Originally posted Thu, 2009-06-18 10:29
NSBNEWS.net photos by Henry Frederick. This photo of the charred remains of a home on Palm Street was taken the day after an Aug. 6, 2008, arson fire that resulted Wednesday in a 25-year prison sentence for Desmond Matthew Blount, 21, of Edgewater.
NEW SMYRNA BEACH -- Retaliation by burning a man's home for a stolen bicycle has landed a 21-year-old Edgewater man in prison for 25 years.
Demond Matthew Blount was sentenced June 5, by Circuit Judge Frank Marriott at the Volusia County Courthouse in DeLand for his no contest plea to arson in the Aug. 6, 2008, fire that destroyed a home at 332 Palm St., in a small winding neighborhood tucked away a couple of blocks west of North Dixie Freeway, in the predominantly black West Side community.
Blount initially denied any involvement, but later admitted to torching the residence owned by 63-year-old Joseph Dominic Berkley.
Blount first threw a plastic bottle into the victim's home at 12:47 a.m., which the homeowner quickly extinguished, but frightened him enough to seek shelter elsewhere the rest of the night. Blount returned and did the same thing four hours later, but his time the flames took to the wood frame, first on the porch and then the attic as responding fire fighter units arrived.

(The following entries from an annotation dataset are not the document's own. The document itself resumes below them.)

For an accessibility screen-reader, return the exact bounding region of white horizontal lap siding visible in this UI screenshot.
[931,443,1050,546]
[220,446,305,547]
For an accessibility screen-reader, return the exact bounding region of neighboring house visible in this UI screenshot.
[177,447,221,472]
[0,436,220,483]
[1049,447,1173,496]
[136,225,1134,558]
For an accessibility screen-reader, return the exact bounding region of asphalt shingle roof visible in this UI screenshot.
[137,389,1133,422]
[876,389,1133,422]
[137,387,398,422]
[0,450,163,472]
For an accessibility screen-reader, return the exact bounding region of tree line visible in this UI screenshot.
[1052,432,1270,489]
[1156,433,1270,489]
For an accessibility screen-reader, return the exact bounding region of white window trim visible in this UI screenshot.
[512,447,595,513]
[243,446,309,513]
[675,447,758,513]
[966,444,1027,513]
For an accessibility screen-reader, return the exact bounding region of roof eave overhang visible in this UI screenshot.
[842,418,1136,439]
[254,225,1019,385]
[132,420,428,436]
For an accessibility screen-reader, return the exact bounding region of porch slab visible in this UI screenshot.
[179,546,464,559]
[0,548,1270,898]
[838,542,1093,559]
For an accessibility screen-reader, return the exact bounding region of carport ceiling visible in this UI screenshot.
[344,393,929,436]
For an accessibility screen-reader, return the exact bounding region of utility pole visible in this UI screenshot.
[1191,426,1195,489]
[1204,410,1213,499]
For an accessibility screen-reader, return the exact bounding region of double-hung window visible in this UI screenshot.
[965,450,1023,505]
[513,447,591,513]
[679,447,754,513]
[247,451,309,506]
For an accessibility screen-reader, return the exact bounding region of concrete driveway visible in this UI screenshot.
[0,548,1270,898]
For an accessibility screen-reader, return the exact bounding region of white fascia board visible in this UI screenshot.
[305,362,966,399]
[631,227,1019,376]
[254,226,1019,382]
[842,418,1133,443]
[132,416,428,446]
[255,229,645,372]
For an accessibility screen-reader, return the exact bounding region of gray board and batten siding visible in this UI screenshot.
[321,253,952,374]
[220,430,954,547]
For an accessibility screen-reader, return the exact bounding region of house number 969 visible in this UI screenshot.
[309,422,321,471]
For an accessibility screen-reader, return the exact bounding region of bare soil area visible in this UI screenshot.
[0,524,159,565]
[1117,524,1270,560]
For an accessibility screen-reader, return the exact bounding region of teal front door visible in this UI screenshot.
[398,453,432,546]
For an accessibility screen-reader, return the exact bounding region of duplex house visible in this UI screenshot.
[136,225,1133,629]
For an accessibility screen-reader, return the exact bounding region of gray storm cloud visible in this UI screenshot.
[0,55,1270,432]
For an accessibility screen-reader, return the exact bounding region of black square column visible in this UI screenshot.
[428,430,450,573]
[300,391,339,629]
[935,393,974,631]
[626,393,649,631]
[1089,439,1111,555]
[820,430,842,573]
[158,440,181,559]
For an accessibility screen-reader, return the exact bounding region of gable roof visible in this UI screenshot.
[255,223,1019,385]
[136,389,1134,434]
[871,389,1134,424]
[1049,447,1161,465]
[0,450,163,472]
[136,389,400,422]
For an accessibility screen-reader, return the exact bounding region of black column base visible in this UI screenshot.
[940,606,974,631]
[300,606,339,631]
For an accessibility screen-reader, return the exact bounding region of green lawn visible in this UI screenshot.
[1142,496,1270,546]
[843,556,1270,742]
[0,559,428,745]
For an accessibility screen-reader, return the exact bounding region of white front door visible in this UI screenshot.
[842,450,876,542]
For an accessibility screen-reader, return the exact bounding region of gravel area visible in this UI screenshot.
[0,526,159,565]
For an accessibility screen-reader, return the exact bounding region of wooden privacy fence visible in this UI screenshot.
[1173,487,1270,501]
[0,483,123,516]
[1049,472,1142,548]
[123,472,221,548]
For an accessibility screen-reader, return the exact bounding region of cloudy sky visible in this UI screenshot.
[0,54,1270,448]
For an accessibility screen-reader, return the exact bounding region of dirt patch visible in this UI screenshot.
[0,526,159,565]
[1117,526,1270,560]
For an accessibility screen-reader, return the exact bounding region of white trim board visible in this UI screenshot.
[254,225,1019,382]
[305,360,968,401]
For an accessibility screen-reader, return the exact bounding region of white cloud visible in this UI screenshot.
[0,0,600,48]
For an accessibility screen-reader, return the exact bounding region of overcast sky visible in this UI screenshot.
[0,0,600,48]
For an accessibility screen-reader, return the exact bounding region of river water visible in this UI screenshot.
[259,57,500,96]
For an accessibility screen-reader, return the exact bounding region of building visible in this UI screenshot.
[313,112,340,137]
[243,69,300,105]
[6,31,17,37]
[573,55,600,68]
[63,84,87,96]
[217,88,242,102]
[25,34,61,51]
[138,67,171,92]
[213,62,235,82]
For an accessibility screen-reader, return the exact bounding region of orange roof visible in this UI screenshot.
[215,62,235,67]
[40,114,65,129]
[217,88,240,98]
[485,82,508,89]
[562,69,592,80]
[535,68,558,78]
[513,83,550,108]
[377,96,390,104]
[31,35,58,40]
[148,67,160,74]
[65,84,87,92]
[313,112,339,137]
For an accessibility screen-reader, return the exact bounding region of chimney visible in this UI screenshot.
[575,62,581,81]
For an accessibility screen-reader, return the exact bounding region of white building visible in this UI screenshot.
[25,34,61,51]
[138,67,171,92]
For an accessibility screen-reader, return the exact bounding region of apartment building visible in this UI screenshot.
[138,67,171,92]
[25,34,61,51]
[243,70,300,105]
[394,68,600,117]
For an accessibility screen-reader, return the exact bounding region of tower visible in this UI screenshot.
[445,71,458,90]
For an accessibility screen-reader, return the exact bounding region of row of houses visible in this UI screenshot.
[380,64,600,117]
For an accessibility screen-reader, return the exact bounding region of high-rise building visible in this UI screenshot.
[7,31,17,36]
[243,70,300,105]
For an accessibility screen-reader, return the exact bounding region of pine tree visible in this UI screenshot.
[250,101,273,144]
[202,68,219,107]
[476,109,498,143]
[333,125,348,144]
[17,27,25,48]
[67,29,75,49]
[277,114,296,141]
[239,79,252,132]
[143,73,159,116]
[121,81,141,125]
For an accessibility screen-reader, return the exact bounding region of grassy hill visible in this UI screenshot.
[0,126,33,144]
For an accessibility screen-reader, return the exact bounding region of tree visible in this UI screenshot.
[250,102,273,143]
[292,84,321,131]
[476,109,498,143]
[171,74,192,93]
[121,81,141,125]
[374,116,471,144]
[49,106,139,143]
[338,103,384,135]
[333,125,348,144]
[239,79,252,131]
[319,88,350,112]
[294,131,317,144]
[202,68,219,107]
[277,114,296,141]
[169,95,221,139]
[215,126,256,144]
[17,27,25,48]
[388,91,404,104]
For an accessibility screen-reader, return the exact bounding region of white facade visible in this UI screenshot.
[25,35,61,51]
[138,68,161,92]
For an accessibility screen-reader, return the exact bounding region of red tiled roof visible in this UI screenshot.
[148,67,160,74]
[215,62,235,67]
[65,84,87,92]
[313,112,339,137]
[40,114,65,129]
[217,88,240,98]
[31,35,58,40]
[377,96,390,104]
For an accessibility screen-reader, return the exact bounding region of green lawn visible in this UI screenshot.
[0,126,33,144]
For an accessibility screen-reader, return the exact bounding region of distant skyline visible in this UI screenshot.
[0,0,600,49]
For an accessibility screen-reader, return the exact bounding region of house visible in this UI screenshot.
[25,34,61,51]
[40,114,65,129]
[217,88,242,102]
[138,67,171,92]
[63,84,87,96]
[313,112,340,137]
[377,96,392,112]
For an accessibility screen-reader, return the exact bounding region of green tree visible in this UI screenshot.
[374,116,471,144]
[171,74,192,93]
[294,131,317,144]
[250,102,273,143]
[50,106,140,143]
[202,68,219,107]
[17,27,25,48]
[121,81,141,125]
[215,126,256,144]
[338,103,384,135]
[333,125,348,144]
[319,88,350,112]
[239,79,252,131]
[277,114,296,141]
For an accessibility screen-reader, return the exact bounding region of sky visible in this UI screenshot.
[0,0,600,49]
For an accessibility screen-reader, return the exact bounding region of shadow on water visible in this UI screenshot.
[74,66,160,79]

The New Smyrna Beach Fire Department subsequently extinguished the fire and a joint investigation into the cause of the fire was initiated. The agencies involved in the joint investigation included the New Smyrna Beach Police Department, the State Fire Marshal and the New Smyrna Beach Fire Department/Fire Marshal.
"Through their investigation and with the utilization of an accelerant-detecting canine, the state and local fire marshals determined that the fire was intentionally set," New Smyrna Beach police spokesman Sgt. Mike Brouillette said after the arrest. "Through interviews with eyewitnesses and other evidence recovered from both incidents, a suspect was identified and subsequently arrested."
Fire officials said Blount was apprehended a short distance from the fire and later admitted setting the blaze because he was upset about a stolen bicycle. The wood frame house was condemned with damage assessed in excess of $75,000.
Blount was initially charged with charged with first-degree arson and projecting a destructive device into a residence, a second-degree, felonies that could have landed him almost twice as much time in prison.